Black-Box Forensics for Conversational LLM Agents

Develops black-box forensic techniques for investigating security incidents involving conversational LLM agents without access to model weights or logs, using only the agent's visible outputs to reconstruct the system prompt, tool access, and adversarial inputs.

Isadora White, Yasaman Jafari, Taylor Berg-Kirkpatrick

agentic-aiforensicsblack-boxsecurityincident-response

Focus: When an LLM agent is involved in a security incident, forensic investigators typically lack access to the model weights, system prompt, or tool call logs — only the visible conversation is available. This paper develops techniques for reconstructing the agent’s configuration and identifying adversarial inputs from conversation logs alone.

Key Insights

  • System prompt reconstruction: By probing the agent with carefully chosen inputs, it is possible to recover significant portions of the system prompt, identifying safety constraints, tool permissions, and persona instructions that the operator intended to keep confidential.
  • Adversarial input fingerprinting: Successful jailbreaks leave characteristic patterns in the agent’s response distribution that can be identified after the fact, enabling incident investigators to determine whether an adversarial attack was used even when the malicious input has been deleted.
  • Tool call inference from outputs: By correlating response characteristics with known tool call patterns, it is possible to infer which tools were invoked during a session, reconstructing the agent’s actions even without access to server-side logs.

Failure-First Relevance

Black-box forensics provides the investigative capability necessary for the Failure-First incident analysis workflow.

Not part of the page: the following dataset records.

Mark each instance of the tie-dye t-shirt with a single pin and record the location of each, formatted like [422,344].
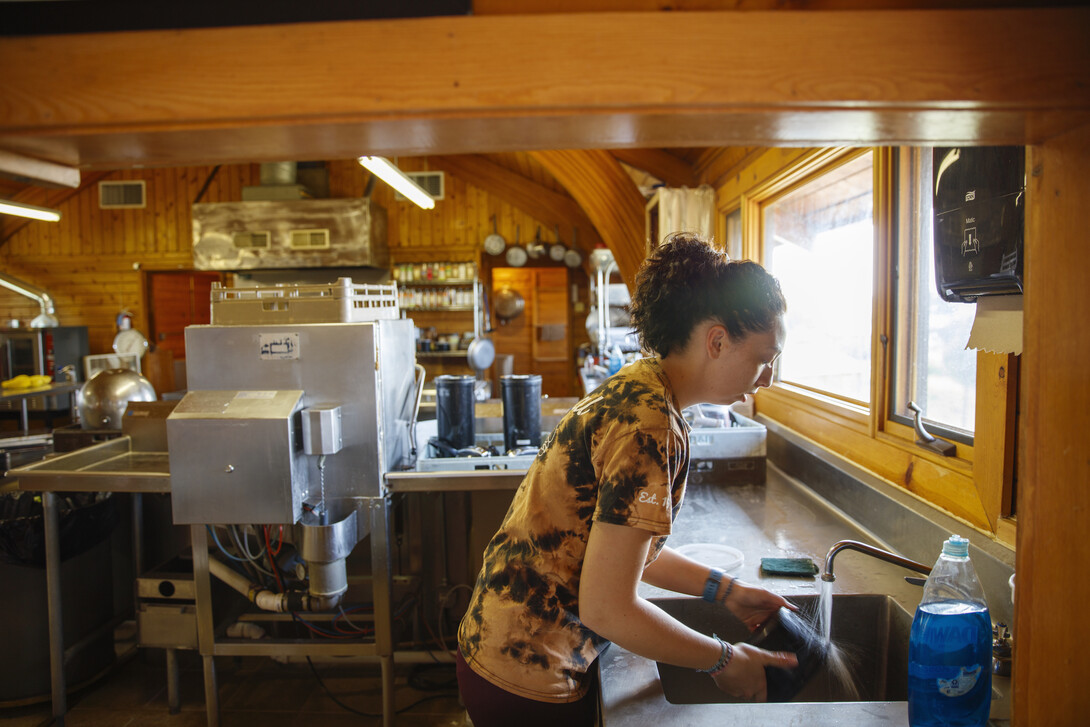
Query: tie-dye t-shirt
[620,456]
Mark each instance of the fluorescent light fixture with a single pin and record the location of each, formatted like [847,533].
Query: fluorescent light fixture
[387,171]
[46,214]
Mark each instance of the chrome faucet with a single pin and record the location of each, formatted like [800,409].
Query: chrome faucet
[871,550]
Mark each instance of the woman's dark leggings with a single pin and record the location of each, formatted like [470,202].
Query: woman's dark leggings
[489,705]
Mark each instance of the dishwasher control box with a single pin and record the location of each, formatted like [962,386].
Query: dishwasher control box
[726,448]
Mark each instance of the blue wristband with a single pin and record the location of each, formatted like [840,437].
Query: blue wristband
[712,584]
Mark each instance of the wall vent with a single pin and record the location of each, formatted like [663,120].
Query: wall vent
[309,240]
[431,181]
[252,240]
[130,194]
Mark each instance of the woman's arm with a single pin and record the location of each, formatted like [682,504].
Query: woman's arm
[609,606]
[674,571]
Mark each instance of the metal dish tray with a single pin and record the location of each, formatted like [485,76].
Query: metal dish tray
[107,467]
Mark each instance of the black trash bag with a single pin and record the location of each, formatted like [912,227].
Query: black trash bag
[85,520]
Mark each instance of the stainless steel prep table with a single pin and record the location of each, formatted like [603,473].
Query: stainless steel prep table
[780,518]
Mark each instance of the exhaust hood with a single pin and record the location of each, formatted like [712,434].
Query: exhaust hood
[289,233]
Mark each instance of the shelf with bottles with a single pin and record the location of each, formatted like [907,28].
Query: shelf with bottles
[446,287]
[434,274]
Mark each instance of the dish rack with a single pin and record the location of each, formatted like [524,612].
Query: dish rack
[337,302]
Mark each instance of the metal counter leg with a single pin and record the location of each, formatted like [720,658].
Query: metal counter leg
[389,706]
[212,693]
[206,625]
[173,698]
[380,569]
[51,517]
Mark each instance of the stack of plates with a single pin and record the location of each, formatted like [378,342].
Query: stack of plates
[712,554]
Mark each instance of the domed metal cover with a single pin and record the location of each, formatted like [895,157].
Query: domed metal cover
[103,400]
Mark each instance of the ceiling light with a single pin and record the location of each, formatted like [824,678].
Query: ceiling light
[46,214]
[387,171]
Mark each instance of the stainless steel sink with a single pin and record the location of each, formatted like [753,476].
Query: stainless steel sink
[870,633]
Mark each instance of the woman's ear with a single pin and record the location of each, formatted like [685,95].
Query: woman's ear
[717,340]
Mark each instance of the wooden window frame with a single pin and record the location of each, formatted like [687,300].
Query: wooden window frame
[976,484]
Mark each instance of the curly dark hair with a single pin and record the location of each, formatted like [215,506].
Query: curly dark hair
[687,281]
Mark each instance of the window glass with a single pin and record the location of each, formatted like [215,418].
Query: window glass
[932,367]
[819,241]
[735,234]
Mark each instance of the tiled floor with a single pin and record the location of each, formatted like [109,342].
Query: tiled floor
[253,691]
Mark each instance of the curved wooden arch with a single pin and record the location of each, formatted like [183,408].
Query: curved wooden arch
[609,197]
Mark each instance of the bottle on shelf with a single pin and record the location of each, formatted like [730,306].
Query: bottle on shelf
[949,653]
[616,360]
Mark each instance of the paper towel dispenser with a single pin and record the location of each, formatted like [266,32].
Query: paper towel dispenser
[979,220]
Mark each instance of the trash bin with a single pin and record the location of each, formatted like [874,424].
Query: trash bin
[86,522]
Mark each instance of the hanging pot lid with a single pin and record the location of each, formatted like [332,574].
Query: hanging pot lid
[516,256]
[481,353]
[509,304]
[557,250]
[494,244]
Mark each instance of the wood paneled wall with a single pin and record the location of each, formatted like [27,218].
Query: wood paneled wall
[92,262]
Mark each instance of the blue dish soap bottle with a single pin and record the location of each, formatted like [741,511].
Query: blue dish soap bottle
[949,649]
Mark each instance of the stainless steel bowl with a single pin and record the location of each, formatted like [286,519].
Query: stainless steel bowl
[103,400]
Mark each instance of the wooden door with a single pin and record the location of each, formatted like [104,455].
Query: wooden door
[178,300]
[539,340]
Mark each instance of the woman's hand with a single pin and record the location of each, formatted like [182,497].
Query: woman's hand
[745,676]
[753,605]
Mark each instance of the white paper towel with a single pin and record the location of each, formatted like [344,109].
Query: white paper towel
[997,325]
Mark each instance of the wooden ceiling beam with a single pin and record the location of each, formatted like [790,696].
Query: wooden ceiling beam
[612,200]
[539,202]
[671,170]
[618,80]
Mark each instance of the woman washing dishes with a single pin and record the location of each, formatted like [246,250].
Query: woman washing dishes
[591,518]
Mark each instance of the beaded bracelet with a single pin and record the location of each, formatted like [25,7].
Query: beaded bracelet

The system prompt reconstruction techniques are directly relevant to the Failure-First red-teaming scenario where the target is a black-box commercial deployment — knowing the system prompt enables more precisely targeted jailbreaks. The adversarial input fingerprinting method could be integrated into the Failure-First post-hoc analysis pipeline for identifying whether attack attempts occurred in production deployments.